Commentary: Stop the Bleeding Now

COLUMBUS, Ohio – Rutgers has the unwanted reputation for second-half collapses, and the blowout loss to Ohio State is either the spark for another one or the rallying cry. Coach Kyle Flood and his players said all of the right things after the 56-17 loss, but now they have to do it with six days until another road trip as major underdogs.

The stock answers for Rutgers when addressing questions after a blowout loss to Ohio State was simply and direct. When you play against the best, mistakes are unforgivable.

Rutgers made a mistake on the first play from scrimmage – a broken play and 1-yard loss for Gary Nova – and it got out of control fast.

Well guess what. Ohio State (5-1, 2-0) is not the last talented team on the Rutgers schedule, so fix make the adjustments immediately or face yet another meltdown in the second half of the season.

“When you play a really talented football team, the margin of error is very small,” said coach Kyle Flood in an opening statement that echoed for 10 minutes in the Rutgers locker room. “… As a coaching staff, we need a better plan. The players, we’ve got to execute better. This is a program loss today.”

Ohio State is just the first leg in a welcome-to-the-Big-Ten stretch for Rutgers. This is not the American, or the remnants of the Big East where Flood was coach of the year in his inaugural season.

This is Nebraska, Wisconsin and Michigan State and a 5-2 start still teeters on a tightrope between magic or tragic.

“I don’t think anybody’s thinking about that right now,” said second-year team captain Gary Nova. “It’s a tough loss. … Any game, win or loss, you want to learn as much as you can and move on as quick as possible. Especially with the games we’ve got coming up, we can’t let this game beat us next week.”

The Rutgers players said all of the right things in the locker room about accountability. But accountability only goes so far against a roster chocked full of five stars and a coaching staff that hauled in $8 million last year. This is where the winning teams, like Rutgers after its loss to Cincinnati in 2006, regroup with strong leadership and even better coaching.

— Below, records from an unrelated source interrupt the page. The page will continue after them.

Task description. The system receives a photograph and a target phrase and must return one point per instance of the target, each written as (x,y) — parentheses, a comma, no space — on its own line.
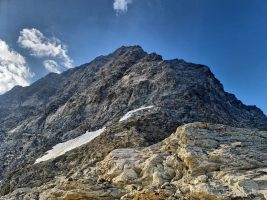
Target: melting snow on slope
(64,147)
(130,113)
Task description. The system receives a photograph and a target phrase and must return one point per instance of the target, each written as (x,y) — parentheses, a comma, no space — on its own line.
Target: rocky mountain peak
(138,97)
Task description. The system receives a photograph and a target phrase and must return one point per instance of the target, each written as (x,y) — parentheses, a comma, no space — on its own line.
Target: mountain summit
(126,99)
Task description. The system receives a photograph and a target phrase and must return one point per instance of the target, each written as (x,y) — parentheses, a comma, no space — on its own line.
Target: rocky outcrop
(61,107)
(198,161)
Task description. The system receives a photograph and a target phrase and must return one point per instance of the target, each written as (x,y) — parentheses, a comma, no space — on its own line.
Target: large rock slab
(198,161)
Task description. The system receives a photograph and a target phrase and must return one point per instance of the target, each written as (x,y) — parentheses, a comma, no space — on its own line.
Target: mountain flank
(140,99)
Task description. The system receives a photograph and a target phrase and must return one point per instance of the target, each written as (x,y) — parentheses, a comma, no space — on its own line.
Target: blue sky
(228,36)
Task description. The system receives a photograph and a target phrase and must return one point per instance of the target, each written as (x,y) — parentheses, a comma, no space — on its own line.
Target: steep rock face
(198,161)
(61,107)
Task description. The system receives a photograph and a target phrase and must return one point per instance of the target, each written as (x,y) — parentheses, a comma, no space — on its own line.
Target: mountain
(198,161)
(137,100)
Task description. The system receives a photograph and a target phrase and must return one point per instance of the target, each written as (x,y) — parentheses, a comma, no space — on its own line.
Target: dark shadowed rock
(61,107)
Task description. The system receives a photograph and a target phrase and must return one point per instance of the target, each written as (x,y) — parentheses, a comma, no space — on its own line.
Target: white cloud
(121,6)
(52,66)
(41,46)
(13,68)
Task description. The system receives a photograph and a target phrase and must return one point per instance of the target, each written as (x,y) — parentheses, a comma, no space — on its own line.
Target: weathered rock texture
(61,107)
(198,161)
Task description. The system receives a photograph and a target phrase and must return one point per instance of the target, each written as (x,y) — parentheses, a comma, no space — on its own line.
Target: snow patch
(64,147)
(130,113)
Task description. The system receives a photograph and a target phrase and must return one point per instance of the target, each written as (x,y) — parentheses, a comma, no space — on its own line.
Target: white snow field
(130,113)
(64,147)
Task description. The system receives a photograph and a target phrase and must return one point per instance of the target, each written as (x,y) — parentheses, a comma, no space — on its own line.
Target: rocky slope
(198,161)
(61,107)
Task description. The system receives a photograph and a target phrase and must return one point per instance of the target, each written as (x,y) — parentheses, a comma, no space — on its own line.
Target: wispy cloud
(13,68)
(121,6)
(42,46)
(52,66)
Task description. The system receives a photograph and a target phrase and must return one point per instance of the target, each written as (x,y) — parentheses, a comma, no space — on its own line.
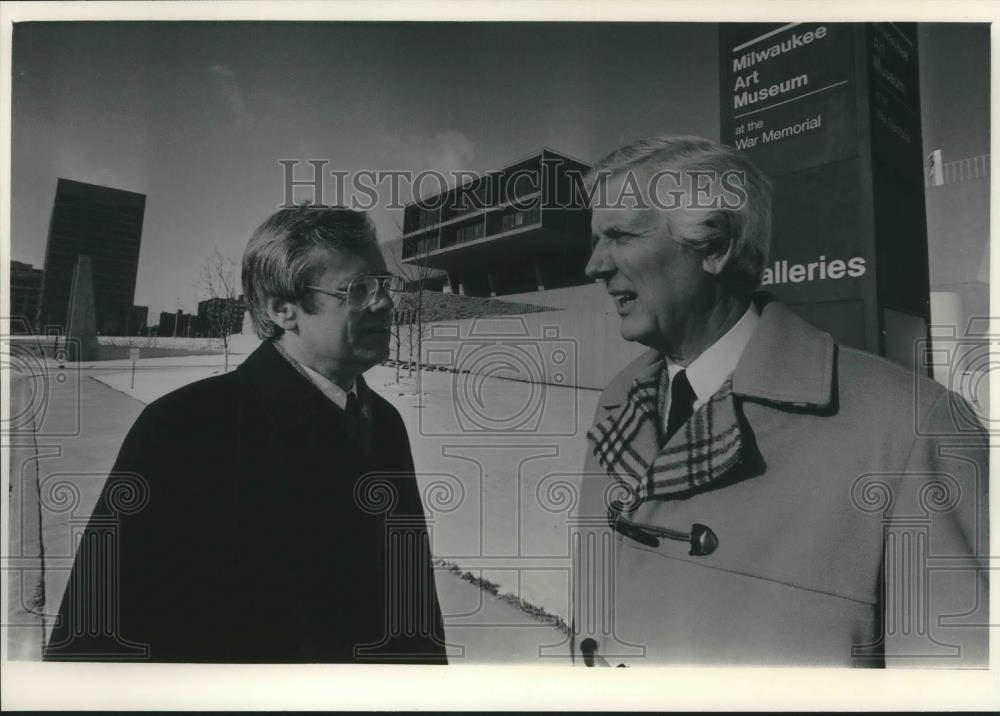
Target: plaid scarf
(629,442)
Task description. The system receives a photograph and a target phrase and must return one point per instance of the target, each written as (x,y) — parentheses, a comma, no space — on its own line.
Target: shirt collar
(330,389)
(709,371)
(326,386)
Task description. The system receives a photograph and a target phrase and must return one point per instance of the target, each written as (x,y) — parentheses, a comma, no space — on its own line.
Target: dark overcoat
(243,522)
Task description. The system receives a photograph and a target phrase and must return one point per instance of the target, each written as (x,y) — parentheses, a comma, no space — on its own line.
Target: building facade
(179,325)
(220,315)
(105,224)
(25,291)
(519,229)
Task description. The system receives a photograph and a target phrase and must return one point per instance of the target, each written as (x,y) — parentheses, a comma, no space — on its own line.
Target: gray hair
(745,226)
(290,250)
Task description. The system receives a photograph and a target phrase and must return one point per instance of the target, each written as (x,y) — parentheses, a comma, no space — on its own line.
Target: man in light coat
(755,493)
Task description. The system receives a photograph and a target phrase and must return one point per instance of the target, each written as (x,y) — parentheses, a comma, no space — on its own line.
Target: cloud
(445,151)
(232,94)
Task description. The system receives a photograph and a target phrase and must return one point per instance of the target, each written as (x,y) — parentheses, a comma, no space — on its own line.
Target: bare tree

The job falls to five captains and Flood to do that starting on the Saturday night flight home to Newark.

Simply moving on from Ohio State would be a mistake. Take what you can from the game film, and draw from the experience of playing at a severe talent disadvantage. Because it is going to happen again.

Big Ten champion programs are not build overnight.

“I think people who have watched us play over the course of this year know that when we play well, we can compete with anybody,” Flood said. “If we don’t play well, unfortunately this is the kind of game you end up in when you play really talented teams.”

At its core, Rutgers is built upon establishing the run and shutting down its opponents on the ground. That is what it comes down to over the next two weeks.

Nebraska’s Ameer Abdullah and Wisconsin’s Melvin Gordon are two of the best in the world at what they do, and the Scarlet Knights defense has a lot to clean up after a season-worst 324 rushing yards and 8.1 per carry allowed in Columbus. The front seven missed too many tackles, and was too slow when closing in space.

Offensively, however, Rutgers showed its first sign of life on the ground since Paul James’ season-ending injury. Even before Ohio State when into protect with a comfortable lead, Desmon Peoples and Justin Goodwin made plays .

Peoples put up the best game of his career with 5.5 yards per carry and two touchdowns. Rutgers finished at 3.9 yards per carry – the best mark in Big Ten play.

“We always knew that we could pick up for it because we’re both great athletes and we make plays,” Peoples said. “We have a great o-line and a great fullback.”

Do that against Nebraska and Wisconsin, and the pendulum swings back the other way.